Texas Workforce Commission cuts unemployment benefits for some after claim of ‘overpayment’

Texas Workforce Commission cuts off benefits for some after claim of 'overpayment'

HOUSTON – For millions of Americans, when businesses were forced to shut down to quell the spread of coronavirus, they filed unemployment insurance claims to get money rolling in again. Here in Texas, 4.7 million unemployment insurance claims have been processed by the Texas Workforce Commission since March 14, 2020.

With thousands logging in and calling in to apply for benefits, as you can imagine, many Texas residents experienced shocking delays and wait times with filing their initial claims.

According to a TWC representative, the agency has handled 4.4 million calls over the past few months and paid out more than $28.3 billion, using state and federal funds.

‘Ineligible’ status leaves Houston woman scrambling

For a small percentage of those who made it past initial filing delays and were able to file successful claims, they were then shocked to become completely cut off even after payments had begun.

That’s what happened to Kokesia Jones about 12 weeks ago when she received notice from TWC that she was “ineligible” for payment because of an overpayment. Jones was laid off from her job at Houston’s George Bush Intercontinental Airport in March. When she filed for unemployment insurance benefits, her claim was successfully submitted and she began receiving payments.

But then, those payments came to a screeching halt.

“It said that ’you have been overpaid unemployment benefits. We cannot pay you benefits until the overpayment is paid,’” Jones said of the notice she received when she logged in to file her unemployment insurance claim.

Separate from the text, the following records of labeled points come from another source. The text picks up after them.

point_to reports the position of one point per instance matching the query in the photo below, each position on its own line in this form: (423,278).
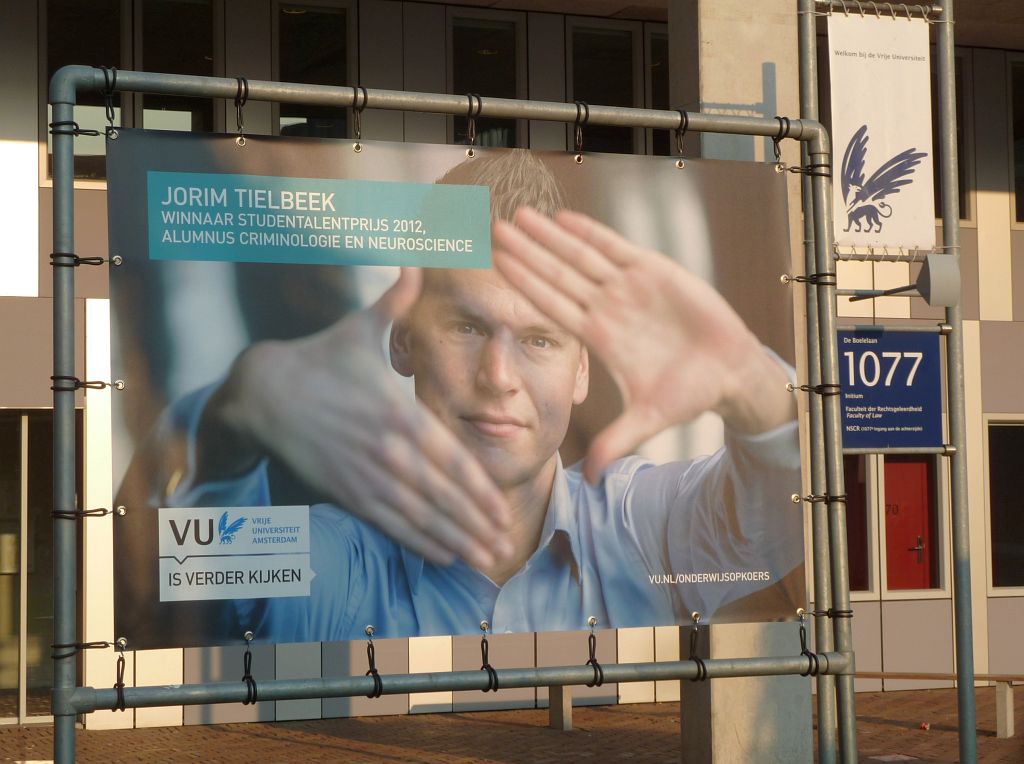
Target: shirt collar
(560,521)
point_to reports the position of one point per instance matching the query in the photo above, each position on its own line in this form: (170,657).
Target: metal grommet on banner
(119,685)
(372,661)
(240,101)
(110,83)
(247,677)
(583,117)
(357,107)
(485,660)
(475,107)
(701,668)
(598,679)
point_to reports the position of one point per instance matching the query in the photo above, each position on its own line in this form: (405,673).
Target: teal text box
(257,218)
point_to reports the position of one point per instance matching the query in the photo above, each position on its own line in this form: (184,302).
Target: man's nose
(498,373)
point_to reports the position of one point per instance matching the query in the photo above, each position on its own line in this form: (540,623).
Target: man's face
(501,375)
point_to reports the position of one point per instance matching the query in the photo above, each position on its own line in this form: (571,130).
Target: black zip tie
(252,693)
(701,668)
(77,384)
(357,110)
(110,83)
(119,685)
(60,260)
(241,97)
(378,683)
(583,117)
(65,514)
(822,170)
(76,647)
(684,124)
(492,674)
(824,389)
(783,131)
(69,127)
(475,107)
(813,667)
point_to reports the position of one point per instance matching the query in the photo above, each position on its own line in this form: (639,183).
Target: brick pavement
(888,729)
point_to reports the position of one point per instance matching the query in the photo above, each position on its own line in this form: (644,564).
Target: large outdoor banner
(883,194)
(580,413)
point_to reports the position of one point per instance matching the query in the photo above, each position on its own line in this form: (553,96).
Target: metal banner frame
(832,661)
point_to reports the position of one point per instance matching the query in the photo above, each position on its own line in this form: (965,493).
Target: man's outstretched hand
(332,410)
(674,345)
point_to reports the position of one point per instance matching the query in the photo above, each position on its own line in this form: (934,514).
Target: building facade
(729,56)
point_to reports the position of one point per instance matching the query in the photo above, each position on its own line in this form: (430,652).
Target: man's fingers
(549,299)
(619,250)
(617,439)
(568,245)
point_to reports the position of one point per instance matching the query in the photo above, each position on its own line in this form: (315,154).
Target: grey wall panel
(349,659)
(1005,618)
(27,351)
(381,60)
(225,665)
(504,651)
(90,241)
(916,635)
(424,66)
(1001,366)
(569,648)
(248,42)
(546,78)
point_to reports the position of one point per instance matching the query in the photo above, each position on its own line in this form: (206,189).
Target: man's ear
(400,348)
(583,377)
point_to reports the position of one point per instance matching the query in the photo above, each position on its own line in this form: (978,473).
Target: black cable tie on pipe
(71,260)
(378,683)
(492,674)
(822,170)
(76,647)
(598,671)
(69,127)
(77,384)
(65,514)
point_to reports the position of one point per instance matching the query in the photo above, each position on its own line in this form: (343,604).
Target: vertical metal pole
(819,519)
(842,628)
(954,385)
(65,532)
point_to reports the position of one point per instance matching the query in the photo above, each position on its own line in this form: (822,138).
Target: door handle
(920,549)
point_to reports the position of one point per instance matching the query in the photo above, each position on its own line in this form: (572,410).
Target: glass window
(312,49)
(1018,127)
(177,38)
(1006,489)
(858,548)
(911,522)
(961,150)
(664,140)
(602,73)
(483,61)
(84,32)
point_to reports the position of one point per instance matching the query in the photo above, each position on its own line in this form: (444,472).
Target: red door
(910,522)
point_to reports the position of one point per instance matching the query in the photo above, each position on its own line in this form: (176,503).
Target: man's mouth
(495,425)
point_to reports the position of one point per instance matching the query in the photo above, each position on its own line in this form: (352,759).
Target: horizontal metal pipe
(84,699)
(930,329)
(71,79)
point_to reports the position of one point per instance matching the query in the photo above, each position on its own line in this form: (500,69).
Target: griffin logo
(864,208)
(227,532)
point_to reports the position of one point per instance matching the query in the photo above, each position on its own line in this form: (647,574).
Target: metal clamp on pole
(701,668)
(247,677)
(485,661)
(372,660)
(592,662)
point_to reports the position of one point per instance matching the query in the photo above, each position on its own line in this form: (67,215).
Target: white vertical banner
(883,194)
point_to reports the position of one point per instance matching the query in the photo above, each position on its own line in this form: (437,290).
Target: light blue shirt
(646,545)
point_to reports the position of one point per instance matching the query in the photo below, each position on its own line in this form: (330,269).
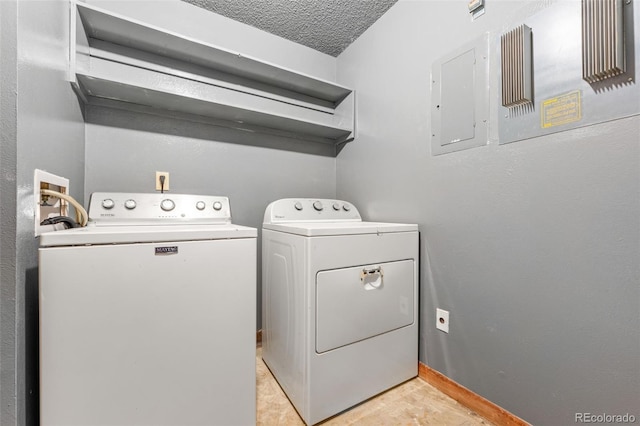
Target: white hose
(81,214)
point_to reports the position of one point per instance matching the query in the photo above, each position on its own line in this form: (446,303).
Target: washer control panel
(310,209)
(111,208)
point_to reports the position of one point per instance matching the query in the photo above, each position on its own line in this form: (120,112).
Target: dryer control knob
(108,204)
(167,205)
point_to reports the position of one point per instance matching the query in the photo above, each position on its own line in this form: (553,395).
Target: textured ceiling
(325,25)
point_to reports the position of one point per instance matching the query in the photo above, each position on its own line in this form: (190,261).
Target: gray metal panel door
(353,304)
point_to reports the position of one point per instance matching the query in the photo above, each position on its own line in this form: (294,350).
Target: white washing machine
(340,304)
(147,315)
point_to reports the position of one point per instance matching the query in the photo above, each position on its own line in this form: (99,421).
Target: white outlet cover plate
(444,315)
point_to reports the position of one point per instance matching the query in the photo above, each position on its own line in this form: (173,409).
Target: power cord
(81,214)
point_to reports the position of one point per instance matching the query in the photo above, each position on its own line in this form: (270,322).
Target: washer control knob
(108,204)
(167,205)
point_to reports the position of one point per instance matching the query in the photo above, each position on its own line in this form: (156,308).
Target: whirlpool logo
(166,250)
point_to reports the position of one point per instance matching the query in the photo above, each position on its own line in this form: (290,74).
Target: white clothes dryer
(147,315)
(339,304)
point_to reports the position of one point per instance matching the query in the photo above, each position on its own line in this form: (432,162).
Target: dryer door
(356,303)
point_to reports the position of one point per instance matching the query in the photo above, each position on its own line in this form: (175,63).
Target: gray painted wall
(46,131)
(125,149)
(533,247)
(8,145)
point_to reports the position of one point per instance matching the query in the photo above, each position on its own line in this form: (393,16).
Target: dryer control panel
(121,208)
(310,210)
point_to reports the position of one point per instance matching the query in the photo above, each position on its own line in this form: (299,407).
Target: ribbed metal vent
(517,87)
(602,39)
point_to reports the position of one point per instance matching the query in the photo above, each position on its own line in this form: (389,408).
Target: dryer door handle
(372,278)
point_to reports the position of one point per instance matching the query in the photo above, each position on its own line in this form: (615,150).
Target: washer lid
(317,229)
(143,234)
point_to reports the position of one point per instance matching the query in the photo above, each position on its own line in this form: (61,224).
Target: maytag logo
(166,250)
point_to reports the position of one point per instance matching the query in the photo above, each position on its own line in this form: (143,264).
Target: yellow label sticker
(562,109)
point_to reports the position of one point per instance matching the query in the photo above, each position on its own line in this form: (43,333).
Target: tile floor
(412,403)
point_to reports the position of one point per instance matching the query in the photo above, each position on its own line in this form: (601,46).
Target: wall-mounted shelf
(118,61)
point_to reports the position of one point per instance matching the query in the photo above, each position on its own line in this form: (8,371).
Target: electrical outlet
(442,320)
(46,206)
(160,186)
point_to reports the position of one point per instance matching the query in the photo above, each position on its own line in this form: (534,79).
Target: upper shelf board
(107,26)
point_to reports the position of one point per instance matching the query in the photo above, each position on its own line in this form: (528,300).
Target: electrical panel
(460,98)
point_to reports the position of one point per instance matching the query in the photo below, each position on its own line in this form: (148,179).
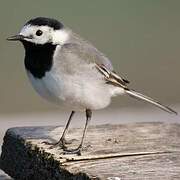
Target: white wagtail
(64,68)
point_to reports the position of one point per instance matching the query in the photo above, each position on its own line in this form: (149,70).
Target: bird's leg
(62,141)
(79,148)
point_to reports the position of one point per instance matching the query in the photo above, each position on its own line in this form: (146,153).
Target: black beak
(17,37)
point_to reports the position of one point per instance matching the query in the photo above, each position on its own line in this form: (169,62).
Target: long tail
(140,96)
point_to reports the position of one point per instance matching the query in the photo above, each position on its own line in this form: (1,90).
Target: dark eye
(39,32)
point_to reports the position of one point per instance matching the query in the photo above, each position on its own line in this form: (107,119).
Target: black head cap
(43,21)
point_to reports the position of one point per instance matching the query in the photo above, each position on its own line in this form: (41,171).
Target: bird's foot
(73,151)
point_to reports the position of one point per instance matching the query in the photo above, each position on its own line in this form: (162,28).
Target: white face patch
(60,37)
(49,35)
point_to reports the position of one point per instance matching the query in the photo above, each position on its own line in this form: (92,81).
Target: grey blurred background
(142,39)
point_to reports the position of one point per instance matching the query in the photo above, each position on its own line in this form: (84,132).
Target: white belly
(77,91)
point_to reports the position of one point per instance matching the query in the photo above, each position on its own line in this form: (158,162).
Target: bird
(68,70)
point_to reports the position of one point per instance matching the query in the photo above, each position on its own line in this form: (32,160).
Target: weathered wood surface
(113,152)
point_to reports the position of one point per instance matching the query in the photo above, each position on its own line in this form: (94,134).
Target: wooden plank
(129,151)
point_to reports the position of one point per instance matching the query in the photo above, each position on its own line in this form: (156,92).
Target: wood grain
(112,152)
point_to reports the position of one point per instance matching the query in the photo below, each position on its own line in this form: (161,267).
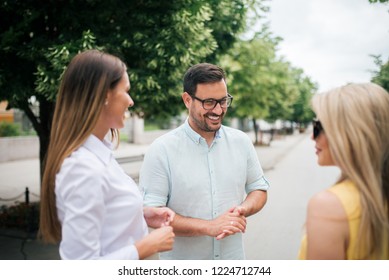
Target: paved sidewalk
(17,175)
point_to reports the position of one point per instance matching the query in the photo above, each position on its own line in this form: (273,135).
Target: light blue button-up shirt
(182,172)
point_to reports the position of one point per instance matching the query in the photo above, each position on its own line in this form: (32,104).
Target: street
(275,232)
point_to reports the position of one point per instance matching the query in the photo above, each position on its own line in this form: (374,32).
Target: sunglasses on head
(317,128)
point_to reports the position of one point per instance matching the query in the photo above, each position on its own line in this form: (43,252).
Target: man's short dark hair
(202,73)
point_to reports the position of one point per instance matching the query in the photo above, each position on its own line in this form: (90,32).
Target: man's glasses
(210,104)
(317,128)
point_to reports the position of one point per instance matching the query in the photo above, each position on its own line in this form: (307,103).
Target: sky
(331,40)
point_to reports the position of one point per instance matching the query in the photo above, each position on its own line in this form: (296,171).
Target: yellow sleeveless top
(349,197)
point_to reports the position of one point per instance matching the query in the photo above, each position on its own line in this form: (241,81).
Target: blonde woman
(88,203)
(350,220)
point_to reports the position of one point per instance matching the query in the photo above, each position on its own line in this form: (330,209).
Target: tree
(157,39)
(250,79)
(381,76)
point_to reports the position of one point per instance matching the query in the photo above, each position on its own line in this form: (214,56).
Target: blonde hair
(355,119)
(80,100)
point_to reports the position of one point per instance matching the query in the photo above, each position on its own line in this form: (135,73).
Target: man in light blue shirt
(209,174)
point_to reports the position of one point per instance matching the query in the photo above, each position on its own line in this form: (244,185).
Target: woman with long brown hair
(88,203)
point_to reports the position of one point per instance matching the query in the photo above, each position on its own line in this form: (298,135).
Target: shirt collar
(194,135)
(102,149)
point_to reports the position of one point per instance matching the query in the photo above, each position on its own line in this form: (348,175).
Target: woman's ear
(187,99)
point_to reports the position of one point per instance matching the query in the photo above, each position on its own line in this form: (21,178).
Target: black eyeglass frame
(317,128)
(228,98)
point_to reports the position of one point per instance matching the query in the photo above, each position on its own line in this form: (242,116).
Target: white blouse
(99,206)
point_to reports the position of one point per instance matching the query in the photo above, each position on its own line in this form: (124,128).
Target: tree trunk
(46,111)
(42,126)
(258,140)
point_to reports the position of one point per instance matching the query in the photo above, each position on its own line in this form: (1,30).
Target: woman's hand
(159,240)
(158,216)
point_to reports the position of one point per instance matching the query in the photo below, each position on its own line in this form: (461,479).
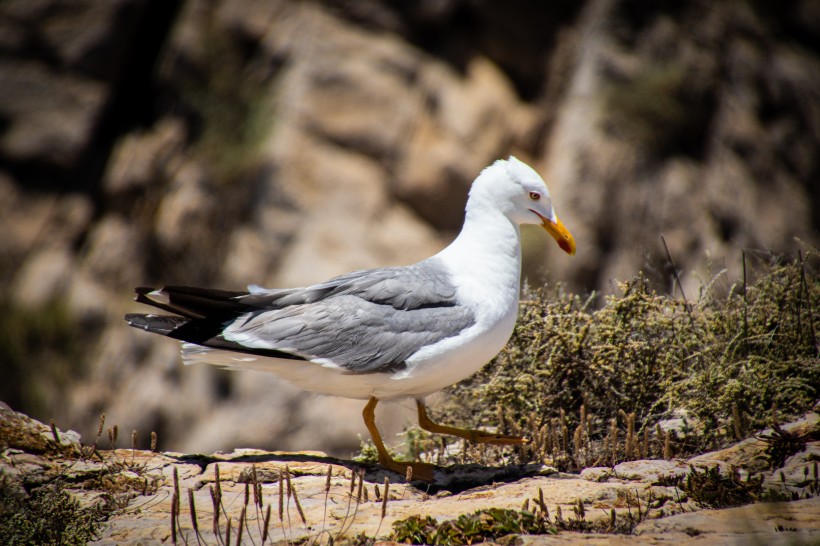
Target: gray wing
(366,322)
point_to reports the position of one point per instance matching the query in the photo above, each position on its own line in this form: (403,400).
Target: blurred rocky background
(276,142)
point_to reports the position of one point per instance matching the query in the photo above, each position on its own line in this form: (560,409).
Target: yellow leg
(421,471)
(475,436)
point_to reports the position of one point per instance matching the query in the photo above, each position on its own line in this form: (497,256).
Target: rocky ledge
(147,497)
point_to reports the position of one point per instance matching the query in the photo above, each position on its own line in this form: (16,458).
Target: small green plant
(710,488)
(480,526)
(47,515)
(590,385)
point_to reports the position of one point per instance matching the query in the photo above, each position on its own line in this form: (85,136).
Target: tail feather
(194,302)
(199,314)
(158,324)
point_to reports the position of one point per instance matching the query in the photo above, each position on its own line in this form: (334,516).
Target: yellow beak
(561,234)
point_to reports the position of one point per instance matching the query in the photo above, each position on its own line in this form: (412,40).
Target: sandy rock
(322,500)
(51,116)
(649,470)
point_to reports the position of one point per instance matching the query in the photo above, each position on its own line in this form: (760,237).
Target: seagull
(385,333)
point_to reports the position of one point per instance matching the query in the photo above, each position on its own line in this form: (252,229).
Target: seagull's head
(520,193)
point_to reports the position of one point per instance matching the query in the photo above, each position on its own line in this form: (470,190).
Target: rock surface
(144,485)
(281,142)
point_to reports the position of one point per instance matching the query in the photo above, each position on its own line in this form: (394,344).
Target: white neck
(485,261)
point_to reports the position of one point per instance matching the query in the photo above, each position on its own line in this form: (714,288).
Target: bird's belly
(431,369)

Kokesia was told she had been overpaid $1,092 in 2017 and $3,096 in 2020, for a total overpayment of $4,188.

According to the correspondence, until she pays the money back, she is not going to receive any new payments.

The other 1%

What happened to Jones has only happened to about 1% of claimants, according to Cisco Gamez a TWC spokesperson.

“I can’t talk about her specific claim, I don’t know the person. But those payments were not stopped because she had an overpayment, there may be something else,” Gamez said.

But should her payments have been stopped at all?

According to the TWC, even if you owed money for an overpayment, as of March 30, the normal “absorption and offset of regular state benefits has been temporarily suspended due to the COVID-19 pandemic.”

That means if a claimant was otherwise eligible for benefits, the benefits would still be paid to the claimant instead of using it to repay the overpayment.

Also, as of March 23, collection through the Treasury Offset Program was also temporarily suspended, so no collection action would be taken against claimants.

“So if you owe money, and you can’t afford to pay it back right now, it’s not going to go to collections. We’re gonna work with you to make a payment plan. And another thing, and this isn’t just right now…if you owe money to the state and you owe a debt, to Texas Workforce…there’s 0% interest on that,” Gamez said. “So if you owe $500 today, 10 years from now it’s still $500, unless it’s (for a claim) that’s fraudulent.”

But for Jones and others in this situation, the suspension of payments has added stress to the already stressful situation of being unemployed.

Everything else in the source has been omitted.